From: Axel Kohlmeyer (akohlmey_at_gmail.com)
Date: Thu Nov 18 2010 - 15:41:28 CST

On Thu, 2010-11-18 at 12:23 -0800, Erin L. wrote:
> Hello,

hi erin,

> I'm new to VMD and having trouble with particle positions in triclinic
> unit cells. I've written my own program and make output in both .xsf
> (using www.xcrysden.org/doc/XSF.html as a guide) and .xyz file format.
>
> My problem is that the two files, when loaded into VMD, give me
> different visualizations of the crystal. I've narrowed down the
> problem to the .xsf file coordinate positions are not consistent from
> input to visualization, but I'm not sure why. How can I fix or

but i am. ;-)

the reason lies in the xsf plugin: it rotates all the data
after reading, if the cell vectors are not conforming to the
assumptions that VMD makes. the internal storage in VMD for the
periodic cell does not contain information about the orientation,
so for getting the correct periodic visualizations. the whole
data set will have to be rotated, so that the a vector is
collinear with the x-axis, the b-vector in the xy-plane and
the z-vector so that you get a right-handed coordinate system.
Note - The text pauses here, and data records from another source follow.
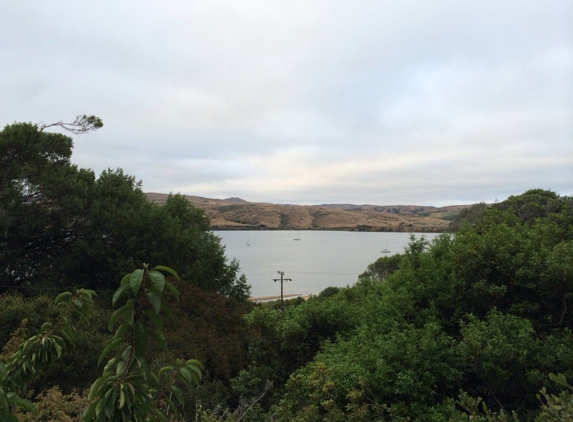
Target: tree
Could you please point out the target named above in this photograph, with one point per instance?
(129, 389)
(60, 223)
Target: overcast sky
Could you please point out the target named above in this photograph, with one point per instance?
(304, 101)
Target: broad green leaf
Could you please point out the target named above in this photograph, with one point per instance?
(155, 318)
(154, 299)
(165, 369)
(190, 378)
(172, 289)
(135, 280)
(125, 280)
(158, 337)
(121, 330)
(118, 293)
(46, 326)
(140, 340)
(128, 307)
(62, 296)
(157, 279)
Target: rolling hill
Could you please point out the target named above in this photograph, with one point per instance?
(238, 214)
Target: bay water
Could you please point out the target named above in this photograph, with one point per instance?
(318, 260)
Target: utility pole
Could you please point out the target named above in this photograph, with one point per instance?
(281, 280)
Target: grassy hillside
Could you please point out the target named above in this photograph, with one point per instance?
(237, 214)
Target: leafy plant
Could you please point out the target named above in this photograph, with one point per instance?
(40, 351)
(128, 388)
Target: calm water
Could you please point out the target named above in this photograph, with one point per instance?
(318, 260)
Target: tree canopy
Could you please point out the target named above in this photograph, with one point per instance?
(60, 224)
(483, 315)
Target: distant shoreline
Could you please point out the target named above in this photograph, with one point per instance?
(258, 299)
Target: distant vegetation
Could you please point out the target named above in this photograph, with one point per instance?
(473, 325)
(237, 214)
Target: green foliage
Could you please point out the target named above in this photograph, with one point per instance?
(129, 389)
(59, 223)
(40, 350)
(382, 268)
(486, 310)
(557, 408)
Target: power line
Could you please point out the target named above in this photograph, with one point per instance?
(281, 280)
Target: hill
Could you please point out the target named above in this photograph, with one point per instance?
(238, 214)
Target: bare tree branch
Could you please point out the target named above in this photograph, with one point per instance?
(82, 124)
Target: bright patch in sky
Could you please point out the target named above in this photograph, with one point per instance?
(308, 102)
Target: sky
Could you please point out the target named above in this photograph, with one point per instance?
(409, 102)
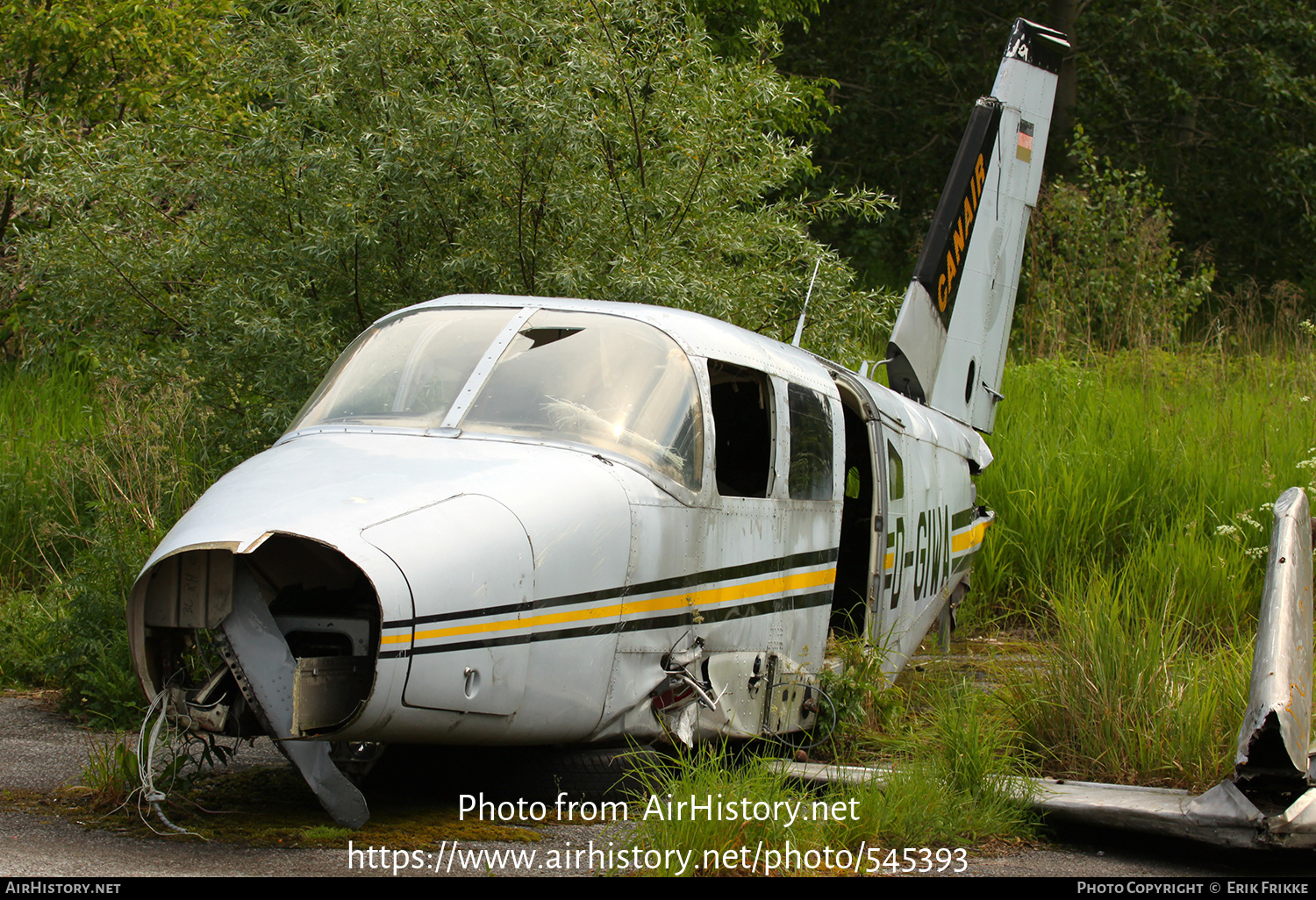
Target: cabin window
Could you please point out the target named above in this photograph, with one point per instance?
(603, 381)
(742, 424)
(811, 444)
(895, 474)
unfortunately, there is no easy way to work around this.
when i adjusted to .cube reader for it (and later wrote the
.xsf reader) i had to make a choice between keeping the coordinates
consistent and getting correct periodic display. i chose the
latter. if you would like it the other way around, my suggestion
would be to compile your own copy of the .xsf file molfile
plugin where this rotation is disabled. for as long as you have
a higher (minor) version number in the plugin as the one that
ships with the VMD binary, your .so file will override the
plugin shipped with VMD (you have to be careful with loading
files from the command line, here the reading usually starts
before the plugin is overridden).

i hope that explains matters. let us know, if you have
additional questions on this subject. we'd been pondering
better solutions on and off, but they require quite a bit
programming in VMD, and there is a shortage of people with
the experience and enough free time at their hands... :-(

cheers,
    axel.

> reconcile this? I would prefer to keep using the .xsf format because
> the files are much smaller.
>
> I've made up a minimal example with only one non-orthogonal angle.
> The .xsf and VMD Query results are below. I should note that the unit
> cell vectors in the .xsf seem to work just fine. The command "pbc
> box" in the Tk Console draws the unit cell as specified and it matches
> the lattice from the .xyz file. I'm using VMD 1.8.6 (Linux, 64 bit),
> but have also checked it on VMD 1.8.7 (Linux, 32 bit). Any thoughts
> or pointers would be appreciated.
>
> Thank you for your time,
>
> Erin
>
> ------------
>
> sample .xsf file:
>
> -------------
> CRYSTAL
> PRIMVEC
> 5.000 0.000 0.000
> 0.000 5.000 0.000
> 0.000 2.500 4.330
>
> # 5.000 5.000 5.000 (a, b, c lengths)
> # 60.000 90.000 90.000 (alpha, beta, gamma angles)
>
> PRIMCOORD
> 4 1
> 12 0.000 0.000 0.000
> 12 2.500 0.000 0.000
> 12 0.000 2.500 0.000
> 12 0.000 1.250 2.165
> --------------
>
> VMD Coordinate Query results on the .xsf unit cell particles:
>
> --------------
>
> 0.00 0.00 0.00
> 2.50 0.00 0.00
> 0.00 2.50 1.25
> 0.00 5.00 4.665
>
> -------------
>

-- 
Dr. Axel Kohlmeyer
akohlmey_at_gmail.com http://goo.gl/1wk0
Institute for Computational Molecular Science
Temple University, Philadelphia PA, USA.